The genus received its scientific name in honor of Sir Thomas Gage (Eng. Thomas Gage, 1781—1820) — an English amateur botanist, a researcher of the flora of Ireland and Portugal.

Perennial, herbaceous, bulbous plants 3 to 35 cm tall. Plants may have a single bulb, but often several daughter bulbs are also formed, connected to the mother bulb by stolons. The bulb is small, oblong-ovoid, covered with gray-brown tunics. The basal leaf is flat, broadly lanceolate, narrowed at the tip, exceeding the inflorescence; below the inflorescence there are two unequal leaves, the lower one lanceolate, usually longer than the inflorescence, the second smaller, linear-lanceolate or linear, usually shorter than the inflorescence.

Inflorescences are umbel-like, with a small number of flowers. Flowers are small, yellow, star-shaped. The perianth is simple, corolla-like, consisting of six tepals (segments) arranged in two whorls. There are six stamens. Pollination is carried out by insects attracted by nectar. The fruit is a three-angled membranous capsule. It blooms in April. Fruits ripen in May—June. Shortly after flowering, the above-ground parts die back.

Gageas reproduce vigorously also by small bulbs that form on the base of the bulb, in the axils of basal and stem leaves, and sometimes at the sites of buds. Gageas can be seen as colonizing plants, establishing in new habitats.

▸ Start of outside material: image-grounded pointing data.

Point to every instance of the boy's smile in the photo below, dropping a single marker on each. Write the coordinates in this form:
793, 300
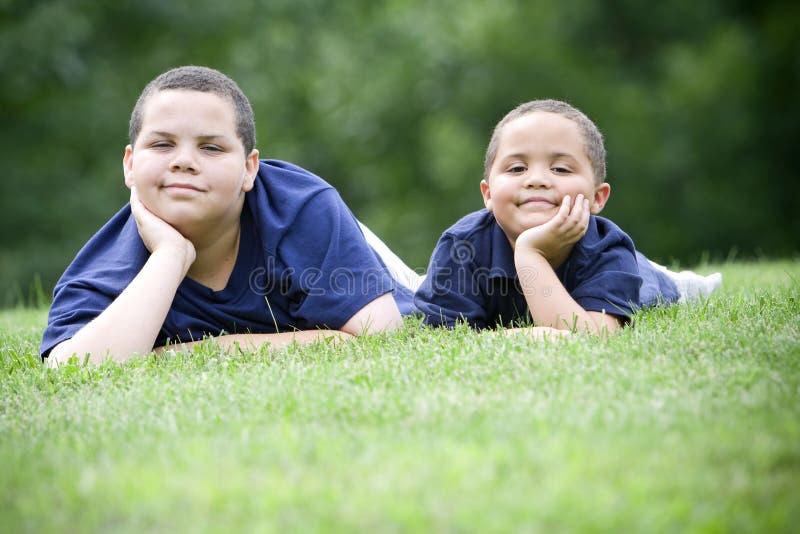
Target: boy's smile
188, 164
541, 159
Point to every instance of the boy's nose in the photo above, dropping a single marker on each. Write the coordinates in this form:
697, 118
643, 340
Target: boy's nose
537, 178
183, 161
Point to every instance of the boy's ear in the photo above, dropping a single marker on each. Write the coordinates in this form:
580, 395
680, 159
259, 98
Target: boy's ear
127, 166
250, 170
601, 194
487, 195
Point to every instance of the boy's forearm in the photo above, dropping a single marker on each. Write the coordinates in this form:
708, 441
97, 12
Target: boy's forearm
256, 341
548, 300
131, 323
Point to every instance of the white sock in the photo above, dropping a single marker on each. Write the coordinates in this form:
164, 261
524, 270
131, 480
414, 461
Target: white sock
691, 285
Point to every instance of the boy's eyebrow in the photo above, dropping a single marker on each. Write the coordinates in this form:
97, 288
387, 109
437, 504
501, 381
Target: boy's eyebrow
205, 137
523, 155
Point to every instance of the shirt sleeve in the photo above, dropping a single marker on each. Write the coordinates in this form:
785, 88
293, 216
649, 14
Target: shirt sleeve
604, 276
449, 292
335, 273
99, 273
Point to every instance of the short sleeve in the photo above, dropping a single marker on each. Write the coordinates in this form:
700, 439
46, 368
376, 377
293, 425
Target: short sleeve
449, 292
603, 275
334, 271
99, 273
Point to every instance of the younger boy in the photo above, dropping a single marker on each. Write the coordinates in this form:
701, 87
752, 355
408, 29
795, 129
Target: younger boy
216, 242
539, 247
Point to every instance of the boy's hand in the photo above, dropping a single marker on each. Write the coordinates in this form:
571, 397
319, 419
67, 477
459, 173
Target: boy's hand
554, 239
157, 234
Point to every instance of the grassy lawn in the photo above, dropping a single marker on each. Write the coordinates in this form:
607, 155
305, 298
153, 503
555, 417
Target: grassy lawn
690, 421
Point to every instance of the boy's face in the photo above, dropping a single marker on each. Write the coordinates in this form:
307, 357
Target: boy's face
540, 159
188, 164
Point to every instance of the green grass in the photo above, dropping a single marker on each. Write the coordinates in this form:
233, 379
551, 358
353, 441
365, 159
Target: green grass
688, 422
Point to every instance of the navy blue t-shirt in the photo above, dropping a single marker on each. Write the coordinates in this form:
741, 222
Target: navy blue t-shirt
303, 263
472, 276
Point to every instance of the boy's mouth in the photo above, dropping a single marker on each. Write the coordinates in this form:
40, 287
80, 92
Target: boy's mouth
536, 202
182, 186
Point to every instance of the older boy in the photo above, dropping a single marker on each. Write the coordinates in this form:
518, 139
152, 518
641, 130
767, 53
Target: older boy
539, 248
216, 242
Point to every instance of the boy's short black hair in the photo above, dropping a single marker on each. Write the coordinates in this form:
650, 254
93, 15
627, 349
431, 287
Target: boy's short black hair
206, 80
592, 138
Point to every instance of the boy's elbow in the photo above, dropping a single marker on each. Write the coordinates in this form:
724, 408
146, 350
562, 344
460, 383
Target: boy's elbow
380, 315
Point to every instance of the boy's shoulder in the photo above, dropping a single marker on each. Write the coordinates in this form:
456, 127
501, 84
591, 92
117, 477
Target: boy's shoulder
276, 175
473, 226
603, 231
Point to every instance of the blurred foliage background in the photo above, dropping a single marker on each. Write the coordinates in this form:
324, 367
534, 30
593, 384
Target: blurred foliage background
393, 103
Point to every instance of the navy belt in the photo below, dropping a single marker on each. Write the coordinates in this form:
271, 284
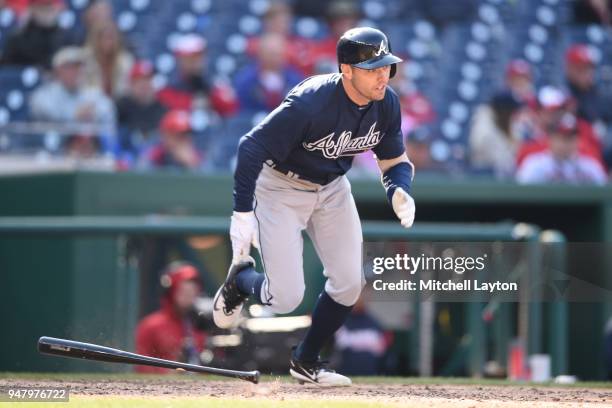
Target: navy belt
292, 174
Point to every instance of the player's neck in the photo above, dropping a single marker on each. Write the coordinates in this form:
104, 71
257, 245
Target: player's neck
353, 94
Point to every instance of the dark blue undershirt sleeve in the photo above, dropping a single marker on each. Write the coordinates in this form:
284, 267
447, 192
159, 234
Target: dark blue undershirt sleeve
392, 143
251, 157
274, 138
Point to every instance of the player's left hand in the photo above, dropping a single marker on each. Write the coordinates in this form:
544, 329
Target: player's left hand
404, 207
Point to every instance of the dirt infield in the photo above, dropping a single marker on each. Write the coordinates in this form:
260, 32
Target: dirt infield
434, 395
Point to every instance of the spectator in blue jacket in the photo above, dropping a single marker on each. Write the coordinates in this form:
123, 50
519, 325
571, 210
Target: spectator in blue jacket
263, 85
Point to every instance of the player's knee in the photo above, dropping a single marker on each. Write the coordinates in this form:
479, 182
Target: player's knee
354, 291
288, 301
349, 293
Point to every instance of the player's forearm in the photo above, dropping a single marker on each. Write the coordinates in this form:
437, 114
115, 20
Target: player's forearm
251, 157
397, 172
398, 176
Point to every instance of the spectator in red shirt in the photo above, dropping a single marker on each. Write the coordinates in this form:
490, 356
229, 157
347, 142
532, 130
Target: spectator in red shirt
561, 162
580, 73
551, 104
191, 88
519, 80
263, 85
341, 15
278, 19
39, 38
169, 333
176, 148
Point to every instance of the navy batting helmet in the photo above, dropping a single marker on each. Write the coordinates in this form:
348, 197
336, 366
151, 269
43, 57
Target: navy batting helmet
367, 48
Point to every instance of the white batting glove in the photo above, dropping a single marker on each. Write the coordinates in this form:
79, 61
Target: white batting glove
243, 233
404, 207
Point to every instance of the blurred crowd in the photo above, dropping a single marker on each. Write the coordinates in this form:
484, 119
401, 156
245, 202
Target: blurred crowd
98, 97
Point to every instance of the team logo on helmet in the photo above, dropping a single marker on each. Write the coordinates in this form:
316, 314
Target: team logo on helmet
383, 49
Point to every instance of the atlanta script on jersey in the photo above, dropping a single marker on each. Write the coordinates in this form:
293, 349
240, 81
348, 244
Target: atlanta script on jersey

They have a rather modest appearance but can sometimes be extraordinarily attractive in rock gardens. They are hardy plants. Used for low borders and in rock gardens.

Location: requires a fairly well-lit position, can tolerate partial shading, in deep shade it develops poorly and hardly flowers

Soil: loose, fertile, with adequate moisture but well-drained, without waterlogging.

Care: plants are undemanding, develop well without external intervention.

Propagation: by seeds and vegetatively.